Home » Legal and Judicial Affairs » Govt to Probe ‘Cigarette Spying’ Row

Government has ordered an investigation into claims of industrial espionage by big players in the local tobacco sector as this was costing the country millions of dollars in potential revenue and stunting the growth of cigarette manufacturers, Vice President Emmerson Mnangagwa has said.

He said spying by the “bigger boys” in the industry was destroying value addition and beneficiation as espoused in the Government’s economic blueprint, Zim-Asset.

This comes in the wake of reports that rogue security agents are abetting multinational companies, British American Tobacco (BAT) and South African tobacco firms, in sabotaging local cigarette manufacturers in well-knit corporate espionage that allegedly involves Zimra officials.

The rogue elements, working in cahoots with local private investigation companies, reportedly get massive kick-backs to impound cigarettes bought by foreign buyers under a purported anti-illicit cigarette campaign.

As a result, the buyers were now shunning local cigarette manufacturers and opting for countries such as the United Arab Emirates.

Speaking after a tour of the Savanna Tobacco factory in Harare on Friday, VP Mnangagwa said Government would not allow foreign business people to exploit locals.

“Because the allegations are there, they ought to be investigated,” he said. “We would want our people to interrogate these allegations to make sure we remove them, if they are there. Industrial espionage must be dealt with because it has constrained our own growth and by doing so, it also denies revenue to our fiscus.”

He added: “This is happening, yet themselves (foreign companies) are using our tobacco outside there, creating jobs and revenue. We would want maximum benefits from products grown in our country.

“I think we need to protect our own industries.
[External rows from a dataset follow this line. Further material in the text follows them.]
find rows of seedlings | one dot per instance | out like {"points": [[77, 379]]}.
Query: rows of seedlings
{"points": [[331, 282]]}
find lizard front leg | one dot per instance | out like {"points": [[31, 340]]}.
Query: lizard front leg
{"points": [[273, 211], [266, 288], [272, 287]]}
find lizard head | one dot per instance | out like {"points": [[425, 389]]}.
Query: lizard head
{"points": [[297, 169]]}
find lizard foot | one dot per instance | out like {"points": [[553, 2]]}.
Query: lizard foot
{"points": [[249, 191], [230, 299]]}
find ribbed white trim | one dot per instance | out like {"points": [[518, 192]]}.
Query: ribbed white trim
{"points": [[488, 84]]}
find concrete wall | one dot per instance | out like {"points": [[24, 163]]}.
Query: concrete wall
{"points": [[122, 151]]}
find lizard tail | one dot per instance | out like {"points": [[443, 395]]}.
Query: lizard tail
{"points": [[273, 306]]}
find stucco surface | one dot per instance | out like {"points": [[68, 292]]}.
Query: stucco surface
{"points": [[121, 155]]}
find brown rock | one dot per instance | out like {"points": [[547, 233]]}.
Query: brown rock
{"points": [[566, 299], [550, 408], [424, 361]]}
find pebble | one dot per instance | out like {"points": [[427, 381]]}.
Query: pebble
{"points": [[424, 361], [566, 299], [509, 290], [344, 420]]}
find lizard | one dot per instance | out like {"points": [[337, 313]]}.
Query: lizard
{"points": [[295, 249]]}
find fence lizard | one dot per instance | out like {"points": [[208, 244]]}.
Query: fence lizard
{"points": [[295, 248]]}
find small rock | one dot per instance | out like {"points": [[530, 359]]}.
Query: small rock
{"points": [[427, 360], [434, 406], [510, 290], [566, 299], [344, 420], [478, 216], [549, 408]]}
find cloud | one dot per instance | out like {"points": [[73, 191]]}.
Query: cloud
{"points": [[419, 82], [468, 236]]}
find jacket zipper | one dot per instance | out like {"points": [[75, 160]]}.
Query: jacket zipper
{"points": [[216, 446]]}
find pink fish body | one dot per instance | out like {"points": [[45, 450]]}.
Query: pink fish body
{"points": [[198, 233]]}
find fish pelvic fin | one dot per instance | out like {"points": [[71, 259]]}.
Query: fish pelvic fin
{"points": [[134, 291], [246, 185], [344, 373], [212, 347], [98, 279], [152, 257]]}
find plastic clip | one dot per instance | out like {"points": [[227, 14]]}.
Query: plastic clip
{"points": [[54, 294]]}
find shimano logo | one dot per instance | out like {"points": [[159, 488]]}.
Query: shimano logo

I am told the tobacco industry in Zimbabwe is not growing as much as we would wish it to grow because of the bigger boys who would want to make sure that upcoming business people in this industry are constrained to expand.”

Accusations against BAT are not new as the company has been dragged to court in South Africa for abetting cigarette smuggling and was fined in Belgium last year after it was found guilty of espion- age.

VP Mnangagwa said exploitative players in the tobacco industry were killing competition and thwarting Government’s value addition and beneficiation agenda.

He said, Government should create a conducive environment for local cigarette manufacturers by probing allegations levelled against BAT, local security agents and Zimra officials.

“I think it is necessary for Government to come to their aid we are there to create a (conducive) environment for beneficiation and I have asked Mr (Adam) Molai (Savanna Tobacco executive chairman) to give me precisely what they would want done to ensure they expand and other players come into the industry,” he said.

“I have promised him that with my military background, we will have solutions to such challenges. I am extremely impressed by this factory, what the young people here are doing. It is an example of where Zimbabweans come together and go into a project and succeed despite constraints they have been going through.”

Mr Molai said the annual export target of 10 billion sticks of cigarettes set by Cabinet in July 2014 as part of achieving the Zim-Asset goals would be hard to achieve if industrial espionage went unchecked.

Zimbabwe produces about four billion cigarettes sticks per year.

Said Mr Molai: “We have allowed a scenario where foreigners come and dictate the pace of our own development, sending their own officials, intelligence to make sure we do not grow as an industry.

“We hope now that officials locally will play their role in protecting the interest of the nation and ensure we achieve our rightful place as an exporter of cigarettes rather than tobacco. The cries by the farmers will be a thing of the past and the reason why they cry is because we are at the mercy of others in terms of exporting raw tobacco.”

Mr Molai said Savanna lost R150 million to organised hijackings of cigarette consignments in 2011, while other local companies such as Breco (trading as Fodya [Private] Limited), Tadnet and Cutrag suffered the same fate.

Two officials from TICOZ Protection Services, a local private investigation company, were arrested in 2013 after they were accused of supplying information that led to the robbery of Savanna trucks carrying cigarettes worth over R5 million.

TICOZ was alleged to have been contracted by Forensic Security Services (FSS), a South African firm of private detectives, to spy on local cigarette manufacturers.

FSS had been contracted by a non-governmental organisation called Tobacco Institute of Southern Africa (TISA), with BAT wholly funding the illegal operations.

BAT has denied the spying allegations.